Studienpräsentation
: Proteinpräzipitation in Hämodialysekathetern als Ursache von Pulmonalarterienembolien


Ttrisodium citrate induced protein precipitation in haemodialysis catheters might cause pulmonary embolism. nephrol Dial transplant 2012 Jul; 27(7):2953–7.
Epub 2012 Mar 30

Schilcher G, Scharnagl H, Horina JH, Ribitsch W, Rosenkranz AR, Stojakovic T, Polaschegg HD
Abteilung für Nephrologie, Medizinische Universität Graz

 

Der zentralvenöse Gefäßzugang unter Verwendung getunnelter oder nichtgetunnelter Katheter ist trotz Bestrebungen wie dem amerikanischen Fistula-First-Programm eine unverzichtbare Modalität zur chronischen Hämodialysebehandlung. Die Aufrechterhaltung der Katheterdurchgängigkeit erfordert die Instillation einer ge­rinnungs­hemmenden Substanz wie Heparin oder Natriumzitrat in die Katheterlumina. Während des Instillationsprozesses solcher Locklösungen lässt sich im Kontext einer intraluminal-laminaren Strömung ein unvermeidlicher Verlust von ca. 25 % des vorgeschriebenen Locklösungsvolumens beobachten. Aufgrund von Dichteunterschieden zwischen Vollblut und der verwendeten Locklösung kommt es lageabhängig zu einem weiteren Austritt genannter Lösung in den systemischen Kreislauf und – dem ausgetretenen Volumen entsprechend – zu einem Vollbluteinstrom in den Katheter. Bei Verwendung von Natriumzitrat 46,7 % und einer angenommenen vertikalen Lage des Katheters/Patienten reduziert sich aufgrund genannter Phänomene die Natriumzitratkonzentration im intravaskulären Kathetersegment auf weniger als 5 %.
In der Europäischen Union werden Lösungen zur Aufrechterhaltung der Katheterdurchgängigkeit derzeit einem Zulassungsverfahren entsprechend einem medizinischen Gerät unterzogen. Dabei bleiben mögliche physiko-chemische Interaktionen zwischen Vollblut und dem verwendeten Agens unberücksichtigt (European Community.
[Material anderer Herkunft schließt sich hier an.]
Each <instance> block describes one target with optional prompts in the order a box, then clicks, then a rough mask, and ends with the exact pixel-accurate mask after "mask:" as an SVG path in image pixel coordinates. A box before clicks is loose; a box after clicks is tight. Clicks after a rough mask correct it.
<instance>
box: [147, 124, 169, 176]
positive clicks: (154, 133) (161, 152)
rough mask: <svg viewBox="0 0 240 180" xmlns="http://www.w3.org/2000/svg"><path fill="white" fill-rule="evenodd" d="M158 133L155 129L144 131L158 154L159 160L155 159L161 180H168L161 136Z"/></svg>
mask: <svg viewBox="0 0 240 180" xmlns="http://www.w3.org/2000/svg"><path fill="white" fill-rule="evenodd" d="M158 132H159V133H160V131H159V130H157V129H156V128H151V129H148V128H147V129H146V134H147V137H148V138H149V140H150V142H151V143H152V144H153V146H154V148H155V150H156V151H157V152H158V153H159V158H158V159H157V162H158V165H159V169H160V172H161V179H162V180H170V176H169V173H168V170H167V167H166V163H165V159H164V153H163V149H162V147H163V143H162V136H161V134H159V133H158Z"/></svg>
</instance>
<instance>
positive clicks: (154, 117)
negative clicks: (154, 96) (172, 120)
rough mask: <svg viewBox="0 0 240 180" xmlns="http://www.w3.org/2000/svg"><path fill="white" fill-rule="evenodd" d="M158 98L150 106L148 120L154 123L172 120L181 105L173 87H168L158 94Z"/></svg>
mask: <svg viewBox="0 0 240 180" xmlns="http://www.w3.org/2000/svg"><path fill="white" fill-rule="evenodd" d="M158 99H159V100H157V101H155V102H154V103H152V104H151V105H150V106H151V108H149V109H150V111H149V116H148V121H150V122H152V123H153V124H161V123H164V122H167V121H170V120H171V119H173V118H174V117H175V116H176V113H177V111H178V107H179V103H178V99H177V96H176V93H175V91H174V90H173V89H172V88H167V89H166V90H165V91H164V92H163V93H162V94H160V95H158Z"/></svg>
Council Directive 93/42/EEC of 14 June 1993 concerning medical devices, Article 1). Natriumzitrat wird jedoch seit dem 19. Jahrhundert als Substanz zum „Aussalzen“ von Plasmaproteinen, nunmehr als Eiweißfällung bezeichnet, verwendet. Willicombe et al. (AJKD 2012) berichteten in einer Fallserie rezent über Pulmonalarterienembolien assoziiert mit der Verwendung von hypertonem Natriumzitrat als Katheterlocklösung. Im Rahmen einer In-vitro- und einer In-vivo-Untersuchung konnten wir nach Bluteinstrom in den Katheter eine Proteinpräzipitation im Katheter durch Interaktion von hypertonem Natriumzitrat mit Plasmaproteinen nachweisen. Diese Eiweißpartikel sind aufgrund ihrer Größe geeignet, pulmonalarterielle Mikroembolien zu verursachen. Stufentests mit Verdünnungsreihen konnten zeigen, dass die Verwendung von Natriumzitrat bis zu einer maximalen Konzentration von 10 % als sicher angesehen und eine Natriumzitrat-Vollblut-Interaktion im Sinne einer Eiweißfällung ausgeschlossen werden kann. Aufgrund der bekannten Nebenwirkungen von hypertonem Natriumzitrat (Todesfälle durch passagere Hypokalzämie) sollten diese Ergebnisse zu einer weiteren kritischen Bewertung der Verwendung von hypertonem Natriumzitrat als Locklösung führen. In einem Editorial (Davenport A, Why do hypertonic citrate locks lead to dialysis catheter malfunction; more than a weighty problem? NDT 2012) wurde eine entsprechende Diskussion angestoßen.
Darüber hinaus erscheint die derzeitige europäische Zuordnung von Katheterlocklösungen in die Gruppe der medizinischen Geräte (IIb) wahrscheinlich unzureichend, da unvermeidbar Interaktionen zwischen Locklösung und Vollblut auftreten können, dies derzeit vor der klinischen Anwendung jedoch nicht getestet werden muss.